Some results in literature are given as 'If there exists some $x$ such that $P(x)$ is true, then for (the same) $x$, $Q(x)$ is also true.'
I am quite confused by such statements, particularly because the term 'exists' appears in the statement. Since this is a proposition, interpreting it as $\exists x(P(x)\implies Q(x))$ seems not make sense. Should it be interpreted as $\forall x(P(x)\implies Q(x))$, and the 'exists' in the statement is used to ignore the vacuous truth case?
‘If there exists some $x$ such that $P(x)$ is true, then $(\text{for the same }x,)\:Q(x)$ is also true’
If the original phrasing is actually without the parenthetical part, then it means $$∃\color{red}z\,P(\color{red}z)→ Q(x),$$ which is logically equivalent to $$∀\color{red}z\:\Big(P(\color{red}z)→ Q(x)\Big);$$ note that that this is an open formula and that variable $x$ is free.
‘If there exists some $x$ such that $P(x)$ is true, then for the same $x,\,Q(x)$ is also true’
On the other hand, if the sentence is indeed as above҂, then its full meaning made explicit (without which the sentence is actually illogical) must be
‘If there exists some $\color{red}z$ such that $P(\color{red}z)$ is true, then, for every $\color{green}y$ such that $P(\color{green}y)$ is true, $Q(\color{green}y)$ is also true’, i.e., $$∃\color{red}z\,P(\color{red}z) → ∀\,\color{green}y\Big(P(\color{green}y) → Q(\color{green}y)\Big),$$ which is logically equivalent to $$∀\,x\Big(P(x) → Q(x)\Big).$$
҂paraphrase: ‘If $P(x)$ is true for some value of $x,$ then $Q(x)$ is true for the same value of $x.$’

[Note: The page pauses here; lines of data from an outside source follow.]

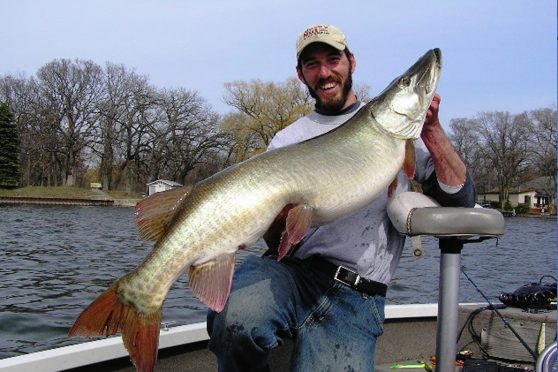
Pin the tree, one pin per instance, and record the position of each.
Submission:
(263, 109)
(10, 172)
(72, 90)
(504, 144)
(543, 145)
(186, 134)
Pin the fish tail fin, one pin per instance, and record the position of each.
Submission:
(108, 315)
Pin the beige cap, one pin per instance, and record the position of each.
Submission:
(327, 34)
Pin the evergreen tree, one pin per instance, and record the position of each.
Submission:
(10, 171)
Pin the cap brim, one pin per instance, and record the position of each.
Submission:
(336, 45)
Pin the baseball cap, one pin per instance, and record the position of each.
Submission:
(327, 34)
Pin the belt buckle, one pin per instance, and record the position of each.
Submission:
(343, 268)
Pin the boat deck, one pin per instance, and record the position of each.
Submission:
(409, 336)
(406, 340)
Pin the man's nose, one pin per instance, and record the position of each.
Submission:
(324, 71)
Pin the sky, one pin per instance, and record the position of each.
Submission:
(497, 55)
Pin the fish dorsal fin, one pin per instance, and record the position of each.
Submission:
(299, 220)
(211, 281)
(154, 212)
(409, 162)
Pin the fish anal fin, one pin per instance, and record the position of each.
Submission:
(211, 281)
(273, 234)
(299, 220)
(392, 186)
(108, 315)
(154, 212)
(409, 162)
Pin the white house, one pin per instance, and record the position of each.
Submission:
(161, 185)
(535, 194)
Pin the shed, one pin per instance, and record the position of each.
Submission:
(161, 185)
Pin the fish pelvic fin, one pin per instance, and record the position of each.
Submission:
(154, 213)
(108, 315)
(211, 281)
(299, 220)
(409, 163)
(392, 186)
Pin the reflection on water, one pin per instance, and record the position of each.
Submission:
(55, 260)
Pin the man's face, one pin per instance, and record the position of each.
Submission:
(327, 72)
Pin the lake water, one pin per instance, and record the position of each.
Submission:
(55, 260)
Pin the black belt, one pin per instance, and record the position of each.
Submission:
(348, 277)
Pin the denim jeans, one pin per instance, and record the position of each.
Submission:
(334, 327)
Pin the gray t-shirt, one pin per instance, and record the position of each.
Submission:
(365, 241)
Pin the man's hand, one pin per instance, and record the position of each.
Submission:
(450, 169)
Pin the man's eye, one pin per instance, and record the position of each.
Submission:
(334, 60)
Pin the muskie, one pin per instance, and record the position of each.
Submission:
(313, 183)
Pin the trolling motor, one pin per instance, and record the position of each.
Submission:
(416, 214)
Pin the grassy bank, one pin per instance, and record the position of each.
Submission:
(63, 192)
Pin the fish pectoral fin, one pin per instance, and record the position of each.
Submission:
(299, 220)
(409, 162)
(154, 212)
(211, 281)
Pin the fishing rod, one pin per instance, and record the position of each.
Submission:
(506, 323)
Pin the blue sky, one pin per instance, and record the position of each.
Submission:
(498, 55)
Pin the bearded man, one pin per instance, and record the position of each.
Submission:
(333, 319)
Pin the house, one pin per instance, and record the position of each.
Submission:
(161, 185)
(536, 194)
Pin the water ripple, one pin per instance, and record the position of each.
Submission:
(55, 260)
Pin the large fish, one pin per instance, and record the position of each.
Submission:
(311, 183)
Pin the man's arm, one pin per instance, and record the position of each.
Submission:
(458, 188)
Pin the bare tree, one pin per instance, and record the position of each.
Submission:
(543, 145)
(189, 133)
(72, 90)
(504, 144)
(265, 109)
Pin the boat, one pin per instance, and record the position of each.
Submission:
(409, 339)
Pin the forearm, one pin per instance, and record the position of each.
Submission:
(450, 169)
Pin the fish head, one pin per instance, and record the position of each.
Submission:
(401, 107)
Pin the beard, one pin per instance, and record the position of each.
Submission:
(334, 106)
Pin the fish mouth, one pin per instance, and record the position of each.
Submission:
(428, 77)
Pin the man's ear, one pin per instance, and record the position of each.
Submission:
(352, 61)
(300, 75)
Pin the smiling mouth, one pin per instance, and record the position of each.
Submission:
(328, 86)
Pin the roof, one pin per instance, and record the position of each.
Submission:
(539, 185)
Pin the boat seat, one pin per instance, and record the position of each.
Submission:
(415, 214)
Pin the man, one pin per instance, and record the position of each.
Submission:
(334, 325)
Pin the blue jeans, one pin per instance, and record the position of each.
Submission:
(333, 326)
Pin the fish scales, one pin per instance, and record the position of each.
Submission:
(331, 176)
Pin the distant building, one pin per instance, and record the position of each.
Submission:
(535, 194)
(161, 185)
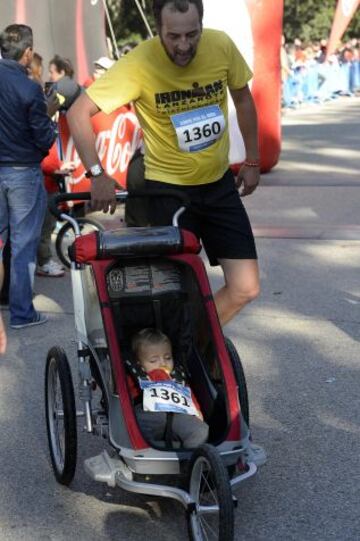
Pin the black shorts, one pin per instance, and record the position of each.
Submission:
(217, 216)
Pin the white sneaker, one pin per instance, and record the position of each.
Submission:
(51, 268)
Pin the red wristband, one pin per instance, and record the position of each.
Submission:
(250, 163)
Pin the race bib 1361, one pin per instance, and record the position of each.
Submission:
(168, 396)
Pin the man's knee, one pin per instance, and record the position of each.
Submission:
(241, 280)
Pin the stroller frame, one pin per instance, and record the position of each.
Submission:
(133, 457)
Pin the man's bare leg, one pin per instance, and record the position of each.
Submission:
(3, 339)
(242, 285)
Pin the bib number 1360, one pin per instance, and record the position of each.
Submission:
(198, 129)
(206, 131)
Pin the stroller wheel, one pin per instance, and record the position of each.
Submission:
(240, 380)
(66, 237)
(60, 416)
(209, 486)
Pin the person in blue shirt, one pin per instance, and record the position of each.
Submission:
(26, 135)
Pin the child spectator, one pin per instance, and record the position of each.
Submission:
(164, 390)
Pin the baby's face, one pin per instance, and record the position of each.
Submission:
(155, 356)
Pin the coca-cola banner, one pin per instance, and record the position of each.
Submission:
(118, 135)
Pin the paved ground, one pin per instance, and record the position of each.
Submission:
(300, 347)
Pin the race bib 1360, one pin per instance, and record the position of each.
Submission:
(199, 128)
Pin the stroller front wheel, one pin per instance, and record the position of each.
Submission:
(60, 416)
(209, 486)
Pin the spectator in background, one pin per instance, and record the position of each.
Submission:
(60, 67)
(46, 265)
(101, 65)
(36, 69)
(26, 134)
(61, 73)
(2, 326)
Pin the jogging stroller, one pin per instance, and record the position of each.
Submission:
(122, 281)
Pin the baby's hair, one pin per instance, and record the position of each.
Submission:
(148, 336)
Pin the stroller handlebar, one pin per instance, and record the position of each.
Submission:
(121, 197)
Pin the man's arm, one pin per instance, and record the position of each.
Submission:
(3, 339)
(249, 175)
(79, 121)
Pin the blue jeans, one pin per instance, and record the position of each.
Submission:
(22, 210)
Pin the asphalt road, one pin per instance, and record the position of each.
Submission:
(300, 347)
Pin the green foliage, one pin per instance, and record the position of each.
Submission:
(127, 21)
(308, 20)
(311, 20)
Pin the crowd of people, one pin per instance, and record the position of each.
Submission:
(309, 75)
(238, 259)
(30, 162)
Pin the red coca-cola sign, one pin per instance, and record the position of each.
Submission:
(118, 135)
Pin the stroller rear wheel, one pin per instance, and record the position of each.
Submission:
(60, 416)
(213, 515)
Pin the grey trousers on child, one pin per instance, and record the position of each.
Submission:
(188, 430)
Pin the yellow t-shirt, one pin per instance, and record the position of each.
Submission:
(182, 110)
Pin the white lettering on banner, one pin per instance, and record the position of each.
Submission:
(348, 6)
(110, 144)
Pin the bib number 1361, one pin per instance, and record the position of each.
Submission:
(167, 396)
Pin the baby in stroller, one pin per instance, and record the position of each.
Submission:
(166, 409)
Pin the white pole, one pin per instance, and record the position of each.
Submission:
(144, 18)
(111, 29)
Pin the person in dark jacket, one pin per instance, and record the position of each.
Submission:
(26, 134)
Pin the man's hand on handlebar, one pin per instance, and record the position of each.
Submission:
(247, 179)
(103, 193)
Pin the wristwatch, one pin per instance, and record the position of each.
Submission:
(94, 171)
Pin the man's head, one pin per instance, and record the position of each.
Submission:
(16, 43)
(179, 25)
(152, 350)
(59, 67)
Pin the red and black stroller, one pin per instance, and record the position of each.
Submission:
(122, 281)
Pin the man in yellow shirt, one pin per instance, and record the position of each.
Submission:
(178, 82)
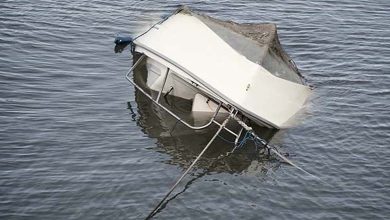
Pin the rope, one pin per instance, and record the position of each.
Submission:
(155, 210)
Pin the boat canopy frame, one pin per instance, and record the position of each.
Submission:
(232, 111)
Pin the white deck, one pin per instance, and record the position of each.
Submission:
(187, 46)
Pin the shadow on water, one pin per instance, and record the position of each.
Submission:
(184, 144)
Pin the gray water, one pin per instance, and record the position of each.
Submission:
(71, 149)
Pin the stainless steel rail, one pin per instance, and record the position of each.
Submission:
(156, 101)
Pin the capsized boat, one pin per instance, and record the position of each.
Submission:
(223, 67)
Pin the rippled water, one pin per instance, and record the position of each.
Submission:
(71, 149)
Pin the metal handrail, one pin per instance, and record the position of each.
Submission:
(163, 107)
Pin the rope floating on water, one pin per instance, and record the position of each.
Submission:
(155, 210)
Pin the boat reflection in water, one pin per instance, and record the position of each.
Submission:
(184, 144)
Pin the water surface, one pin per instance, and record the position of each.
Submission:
(71, 149)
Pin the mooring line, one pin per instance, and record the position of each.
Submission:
(188, 170)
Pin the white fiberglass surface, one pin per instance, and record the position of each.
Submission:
(189, 43)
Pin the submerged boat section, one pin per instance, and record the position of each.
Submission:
(203, 59)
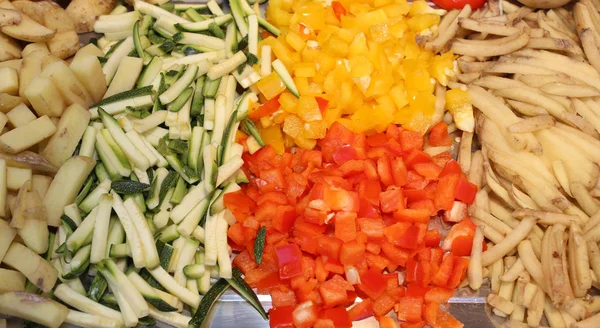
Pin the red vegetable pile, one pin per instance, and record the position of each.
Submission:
(350, 219)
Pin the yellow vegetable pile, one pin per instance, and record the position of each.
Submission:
(366, 64)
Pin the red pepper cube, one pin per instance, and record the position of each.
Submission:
(410, 308)
(289, 259)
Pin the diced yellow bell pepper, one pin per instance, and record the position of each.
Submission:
(273, 136)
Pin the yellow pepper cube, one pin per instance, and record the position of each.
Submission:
(399, 96)
(295, 41)
(360, 66)
(379, 32)
(273, 136)
(308, 109)
(301, 84)
(288, 102)
(293, 126)
(381, 3)
(305, 69)
(381, 83)
(358, 47)
(314, 130)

Such statements typically have the form: if a smallest, largest, or otherwise unique object which satisfies the property $P$ exists, then this object has the additional property $Q$. For example, one could say about a monoid: if a multiplicative inverse of $x$ exists, then it satisfies a property $Q$.
This is, in theory, equivalent to: for each $y$, if $y$ is the multiplicative inverse of $x$, then $Q(y)$. In practice, this would be a slightly strange way to think about such a statement.
The statement really says: $x^{-1}$ has the property $Q$ – with the proviso that we exclude cases where the term $x^{-1}$ does not refer to anything.
Of course, terms with no denotation are not allowed in standard first-order logic, so indeed if you wanted to formalize this in first-order logic, you would have to invoke some work-around, such paraphrasing the theorem using universal quantification along the lines you suggested: for each $y$, if $x \cdot y = 1$ and $y \cdot x$, then $Q(y)$.